In August, 1833, Snowden Dunhill was seen by another Howden man, who was at Hobart Town, Van Dieman's Land. His account of Dunhill is that he was "a tall, stout man, bent and stooping with suffering and privation more than from natural infirmity, but with the step and assurance of his old self."

The Howden man would not have known Dunhill had not the convict heard his name mentioned, and introduced himself to him: "Ye're one of ——'s sons i' Howden?" in the broadest East Riding Yorkshire. Then, when the stranger answered that he was, Dunhill's eyes filled with tears, and he began to sob.

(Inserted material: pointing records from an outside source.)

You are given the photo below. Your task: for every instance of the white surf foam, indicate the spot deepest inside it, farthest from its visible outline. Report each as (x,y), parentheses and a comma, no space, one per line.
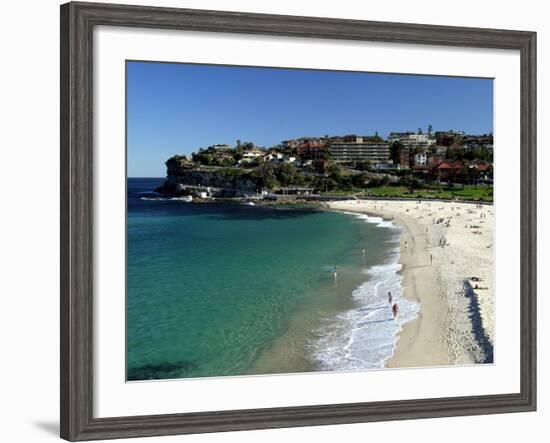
(366,336)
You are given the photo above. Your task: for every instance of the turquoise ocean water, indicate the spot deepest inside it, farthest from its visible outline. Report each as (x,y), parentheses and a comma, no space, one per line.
(228,289)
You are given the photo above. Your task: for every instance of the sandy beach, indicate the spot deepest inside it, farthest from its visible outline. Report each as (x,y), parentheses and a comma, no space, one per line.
(447,259)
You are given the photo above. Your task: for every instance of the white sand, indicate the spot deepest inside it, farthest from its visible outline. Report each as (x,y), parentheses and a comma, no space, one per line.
(455,325)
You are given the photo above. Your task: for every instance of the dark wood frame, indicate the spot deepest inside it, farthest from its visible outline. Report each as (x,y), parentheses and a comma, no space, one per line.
(77,24)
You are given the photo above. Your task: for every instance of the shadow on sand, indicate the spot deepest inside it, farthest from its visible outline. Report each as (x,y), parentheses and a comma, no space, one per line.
(477,324)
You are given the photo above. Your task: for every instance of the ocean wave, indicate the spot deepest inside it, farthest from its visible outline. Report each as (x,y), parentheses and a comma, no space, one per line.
(366,336)
(374,219)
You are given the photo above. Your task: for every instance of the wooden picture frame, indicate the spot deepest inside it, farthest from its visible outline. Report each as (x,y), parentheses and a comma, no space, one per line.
(77,23)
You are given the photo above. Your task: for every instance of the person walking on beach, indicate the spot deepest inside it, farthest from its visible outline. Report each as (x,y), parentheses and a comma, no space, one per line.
(335,272)
(395,310)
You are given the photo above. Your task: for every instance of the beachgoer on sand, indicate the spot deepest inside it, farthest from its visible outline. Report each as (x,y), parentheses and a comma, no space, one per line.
(395,310)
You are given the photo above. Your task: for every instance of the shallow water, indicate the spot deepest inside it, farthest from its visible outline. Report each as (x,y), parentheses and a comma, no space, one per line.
(228,289)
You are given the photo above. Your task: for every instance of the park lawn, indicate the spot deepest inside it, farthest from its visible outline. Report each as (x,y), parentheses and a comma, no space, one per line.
(468,193)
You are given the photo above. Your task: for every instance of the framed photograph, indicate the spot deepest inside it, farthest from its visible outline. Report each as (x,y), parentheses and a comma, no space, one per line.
(272,221)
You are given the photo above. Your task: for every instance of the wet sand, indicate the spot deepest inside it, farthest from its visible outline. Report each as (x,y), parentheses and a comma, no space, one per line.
(455,323)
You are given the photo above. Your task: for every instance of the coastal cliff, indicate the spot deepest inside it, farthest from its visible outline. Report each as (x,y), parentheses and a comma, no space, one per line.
(183,178)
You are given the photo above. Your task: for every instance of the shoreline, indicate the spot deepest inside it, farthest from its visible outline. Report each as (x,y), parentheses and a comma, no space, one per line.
(447,330)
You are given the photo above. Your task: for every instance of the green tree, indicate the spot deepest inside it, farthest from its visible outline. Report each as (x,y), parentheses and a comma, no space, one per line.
(395,150)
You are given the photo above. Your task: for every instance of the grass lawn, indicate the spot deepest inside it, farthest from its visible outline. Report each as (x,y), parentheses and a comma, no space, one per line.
(481,193)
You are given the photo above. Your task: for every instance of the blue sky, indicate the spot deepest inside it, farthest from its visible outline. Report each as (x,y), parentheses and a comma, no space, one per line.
(178,108)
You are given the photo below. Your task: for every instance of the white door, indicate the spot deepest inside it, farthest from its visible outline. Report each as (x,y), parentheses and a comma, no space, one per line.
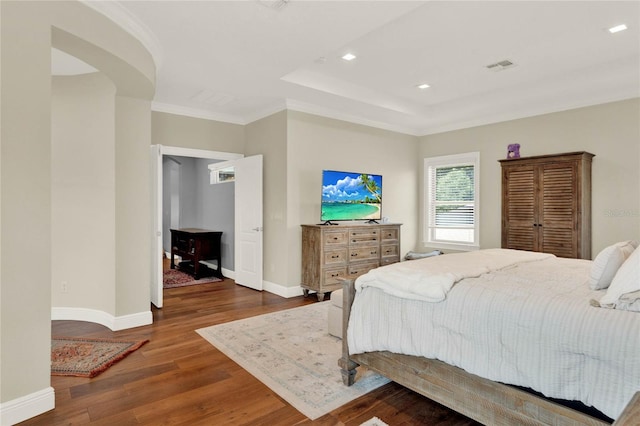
(248,219)
(156,223)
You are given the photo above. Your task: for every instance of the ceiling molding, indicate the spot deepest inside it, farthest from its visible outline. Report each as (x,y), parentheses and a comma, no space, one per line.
(196,113)
(131,24)
(328,113)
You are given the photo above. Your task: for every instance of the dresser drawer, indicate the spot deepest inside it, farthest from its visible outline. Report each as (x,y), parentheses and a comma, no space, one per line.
(389,260)
(364,253)
(389,250)
(364,236)
(332,238)
(390,234)
(335,257)
(331,276)
(356,270)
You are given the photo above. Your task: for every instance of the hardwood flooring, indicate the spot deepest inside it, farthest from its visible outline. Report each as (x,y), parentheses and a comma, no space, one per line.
(180,379)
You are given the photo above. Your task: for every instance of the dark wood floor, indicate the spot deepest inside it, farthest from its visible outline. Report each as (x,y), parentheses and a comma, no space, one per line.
(180,379)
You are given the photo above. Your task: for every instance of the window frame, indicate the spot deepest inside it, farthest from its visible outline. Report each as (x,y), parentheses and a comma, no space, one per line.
(465,159)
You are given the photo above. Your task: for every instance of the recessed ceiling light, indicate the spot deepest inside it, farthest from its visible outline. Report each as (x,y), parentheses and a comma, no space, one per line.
(617,28)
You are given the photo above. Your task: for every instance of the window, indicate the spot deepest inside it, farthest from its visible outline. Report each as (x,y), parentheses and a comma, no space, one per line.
(452,201)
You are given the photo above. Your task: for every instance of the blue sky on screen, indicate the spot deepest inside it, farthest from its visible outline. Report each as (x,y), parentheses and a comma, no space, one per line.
(343,186)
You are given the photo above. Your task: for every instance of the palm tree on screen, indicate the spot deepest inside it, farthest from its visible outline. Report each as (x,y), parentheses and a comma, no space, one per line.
(371,186)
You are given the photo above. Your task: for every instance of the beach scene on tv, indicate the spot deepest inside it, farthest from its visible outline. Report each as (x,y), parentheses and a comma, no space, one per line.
(351,196)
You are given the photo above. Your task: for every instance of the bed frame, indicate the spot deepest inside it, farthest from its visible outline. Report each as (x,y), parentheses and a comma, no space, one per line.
(481,399)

"In external appearance he was not very much altered. The boisterous and overbearing manners of former years yet remained, unsoftened and unrepressed by the sufferings he had undergone. An habitual stoop had bent down his person, and somewhat taken away from the portly and blustering gait of early life. The small, grey, quick, and piercing eye still retained its cunning and prying character. His dress was much the same as he wore in England."

Dunhill had received his ticket of freedom at Sydney two or three years before this, and had then removed to Van Dieman's Land, where his wife and daughter were settled.

There is a strange irony in facts. Sally Dunhill, who had been unable to rear one of her own children in morality and honesty, so impressed on the people of Hobart Town that she was a saintly woman by her vociferous prayers and familiarity with Holy Scripture, that she was employed in teaching at a day-school, and was entrusted with the education of children in those paths she had never trodden herself. The residue of her time was spent in making penny pies, which Snowden hawked about the town.

Snowden Dunhill gradually sank into habitual drunkenness, and was suspected of reverting to his old tricks of petty larceny. When he died is not known.